Maciel - Acho que o governo identificou o problema, mas a solução passa pelas reformas microeconômicas, e não por uma atuação direta no câmbio. Veja o que aconteceu quando o governo aumentou a alíquota do IOF para 6% no caso dos investimentos estrangeiros em renda fixa. O câmbio ficou no mesmo lugar em que estava, mas os juros pagos pelos títulos públicos de longo prazo subiram. O IOF não resolveu o problema do dólar e ainda criou um problema na área da dívida pública. Agora o Brasil precisa pagar juros maiores para encontrar demanda para seus papéis. Já com reformas microeconômicas, o Brasil poderia crescer mais sem que isso gerasse inflação. Os juros poderiam cair, o que ajudaria a reduzir a pressão cambial.


EXAME.com - Os primeiros sinais emitidos pelo governo fizeram a Quest ficar mais pessimista?
Maciel - Não veja ideologia em minhas informações. Como sócio de uma asset, meu papel é tentar ganhar dinheiro no mercado independentemente de qual seja o cenário. Inclusive nossa visão é de que o governo Lula fez várias coisas acertadas. Achamos que o PSDB não teria expandido o Bolsa Família e aumentado o salário mínimo como fez o governo Lula - e o PT acertou nesses pontos. Foi o crescimento da renda da população e do consumo interno que levaram o país para frente. O que a gente não sabe responder é se a conjuntura será tão benéfica para a Dilma como foi para o Lula.

EXAME.com - Por quê?
Maciel - O crédito saiu de 20% para 50% do PIB sob o atual governo e ninguém acha que dá para levar para 75% do PIB no próximo.

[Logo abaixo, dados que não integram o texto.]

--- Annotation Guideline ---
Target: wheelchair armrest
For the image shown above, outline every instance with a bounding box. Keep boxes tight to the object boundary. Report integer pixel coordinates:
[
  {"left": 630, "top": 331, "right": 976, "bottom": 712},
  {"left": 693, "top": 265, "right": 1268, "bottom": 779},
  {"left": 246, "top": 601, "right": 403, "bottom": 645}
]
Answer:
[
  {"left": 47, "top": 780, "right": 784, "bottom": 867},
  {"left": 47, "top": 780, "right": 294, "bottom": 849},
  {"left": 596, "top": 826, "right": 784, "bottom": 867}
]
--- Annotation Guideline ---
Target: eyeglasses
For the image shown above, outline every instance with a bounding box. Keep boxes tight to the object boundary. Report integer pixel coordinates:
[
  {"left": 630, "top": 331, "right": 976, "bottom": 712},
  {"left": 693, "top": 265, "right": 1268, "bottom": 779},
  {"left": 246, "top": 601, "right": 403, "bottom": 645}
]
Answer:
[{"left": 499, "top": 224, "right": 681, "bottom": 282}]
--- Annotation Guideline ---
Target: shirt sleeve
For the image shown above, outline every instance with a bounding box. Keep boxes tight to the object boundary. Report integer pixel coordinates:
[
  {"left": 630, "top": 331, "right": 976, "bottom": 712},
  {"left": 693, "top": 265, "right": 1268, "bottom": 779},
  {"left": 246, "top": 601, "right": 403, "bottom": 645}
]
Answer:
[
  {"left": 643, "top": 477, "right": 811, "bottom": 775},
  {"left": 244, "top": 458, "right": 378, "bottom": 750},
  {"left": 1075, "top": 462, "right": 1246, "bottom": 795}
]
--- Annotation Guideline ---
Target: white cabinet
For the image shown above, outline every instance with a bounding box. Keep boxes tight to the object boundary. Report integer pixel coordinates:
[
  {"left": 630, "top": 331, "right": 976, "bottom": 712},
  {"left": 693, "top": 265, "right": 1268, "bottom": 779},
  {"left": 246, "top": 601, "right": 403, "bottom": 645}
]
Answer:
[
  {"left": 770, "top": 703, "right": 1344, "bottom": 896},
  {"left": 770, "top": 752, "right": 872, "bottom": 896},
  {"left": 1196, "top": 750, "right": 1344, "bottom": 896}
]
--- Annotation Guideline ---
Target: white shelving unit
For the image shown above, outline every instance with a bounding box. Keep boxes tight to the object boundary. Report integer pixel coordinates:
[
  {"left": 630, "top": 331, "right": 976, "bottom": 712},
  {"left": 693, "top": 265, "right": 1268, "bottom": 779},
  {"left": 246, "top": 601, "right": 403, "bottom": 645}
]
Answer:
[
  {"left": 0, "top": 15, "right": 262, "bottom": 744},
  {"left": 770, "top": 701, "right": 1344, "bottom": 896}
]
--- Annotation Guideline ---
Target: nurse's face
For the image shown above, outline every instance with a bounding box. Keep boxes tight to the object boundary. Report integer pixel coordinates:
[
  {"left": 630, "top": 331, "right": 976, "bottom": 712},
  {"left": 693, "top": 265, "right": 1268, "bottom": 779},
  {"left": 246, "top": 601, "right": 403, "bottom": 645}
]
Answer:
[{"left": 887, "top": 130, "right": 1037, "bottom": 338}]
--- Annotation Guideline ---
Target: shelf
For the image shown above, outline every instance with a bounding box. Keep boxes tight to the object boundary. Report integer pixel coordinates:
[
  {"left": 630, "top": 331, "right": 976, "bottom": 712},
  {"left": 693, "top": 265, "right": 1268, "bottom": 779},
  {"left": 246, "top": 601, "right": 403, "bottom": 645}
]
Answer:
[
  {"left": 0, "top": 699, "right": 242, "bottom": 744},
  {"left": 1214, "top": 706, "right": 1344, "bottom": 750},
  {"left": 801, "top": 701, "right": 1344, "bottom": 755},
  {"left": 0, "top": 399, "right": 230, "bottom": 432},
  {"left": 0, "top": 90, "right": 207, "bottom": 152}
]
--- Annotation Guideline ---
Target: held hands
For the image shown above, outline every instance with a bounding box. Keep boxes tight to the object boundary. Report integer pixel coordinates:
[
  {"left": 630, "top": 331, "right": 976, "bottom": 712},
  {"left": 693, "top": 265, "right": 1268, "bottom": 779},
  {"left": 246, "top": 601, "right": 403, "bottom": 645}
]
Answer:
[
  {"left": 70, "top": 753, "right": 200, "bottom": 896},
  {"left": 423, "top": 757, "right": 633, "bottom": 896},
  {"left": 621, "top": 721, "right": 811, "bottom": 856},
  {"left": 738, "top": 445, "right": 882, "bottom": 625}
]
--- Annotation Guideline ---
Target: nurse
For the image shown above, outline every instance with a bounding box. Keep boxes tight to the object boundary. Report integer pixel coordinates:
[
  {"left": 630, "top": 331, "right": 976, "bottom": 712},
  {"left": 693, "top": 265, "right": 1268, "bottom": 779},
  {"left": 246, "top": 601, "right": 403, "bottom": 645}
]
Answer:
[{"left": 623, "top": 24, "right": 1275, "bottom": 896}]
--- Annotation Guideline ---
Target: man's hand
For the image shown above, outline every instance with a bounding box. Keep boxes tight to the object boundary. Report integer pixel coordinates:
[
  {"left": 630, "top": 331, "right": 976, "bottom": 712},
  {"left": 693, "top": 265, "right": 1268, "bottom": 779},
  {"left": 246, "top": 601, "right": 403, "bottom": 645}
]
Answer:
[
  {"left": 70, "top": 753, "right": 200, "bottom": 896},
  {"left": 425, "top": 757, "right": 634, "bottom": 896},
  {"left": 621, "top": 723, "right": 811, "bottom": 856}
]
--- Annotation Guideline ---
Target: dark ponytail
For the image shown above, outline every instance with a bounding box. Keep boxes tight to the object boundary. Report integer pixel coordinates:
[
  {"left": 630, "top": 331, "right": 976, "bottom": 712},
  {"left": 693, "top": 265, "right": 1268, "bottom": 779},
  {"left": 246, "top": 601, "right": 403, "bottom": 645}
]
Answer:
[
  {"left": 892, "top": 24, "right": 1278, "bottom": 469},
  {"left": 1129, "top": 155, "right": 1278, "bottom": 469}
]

Seria uma loucura. Ainda há espaço para o crédito imobiliário crescer muito, mas já há alguma saturação em outros segmentos. Os gastos públicos também não poderão mais se expandir demais se o governo quiser baixar os juros. Então não há muito espaço para ampliar os programas sociais.

EXAME.com - No que as Quest se diferencia das outras assets do mercado?
Maciel - Acho que olhamos melhor como a macroeconomia vai influenciar os negócios das empresas. Muitos concorrentes ficam o tempo todo analisando quais são as melhores empresas da bolsa. Eles acham que o trabalho do gestor é identificar quem é bom no mercado e ficar comprado cinco anos naquele papel até ganhar dinheiro. Nada contra quem faz isso, é importante mesmo fazer uma análise apurada dos papéis que entrarão na carteira. Mas nós achamos que eles olham muito para a árvore ao invés de observar o que está acontecendo na floresta. A Quest acredita que só analisando o cenário macroeconômico é possível comprar e vender um papel na hora certa.

EXAME.com - Quando se administra muitos milhões de reais em fundos de ações, é possível ter esse agilidade?
Maciel - Nossa política exige mesmo um giro um pouco mais elevado da carteira. Então quase que só investimos em papéis com boa liquidez. O lado bom é que eu posso vender todo o nosso portfólio de ações em dois dias. Como o investidor brasileiro é muito "curtoprazista", não teremos nenhum problema se algum dia grandes quotistas quiserem resgatar o dinheiro. Renomadas casas de administração de recursos tiveram problemas de liquidez quando veio a crise de 2008. Nós não corremos esse risco.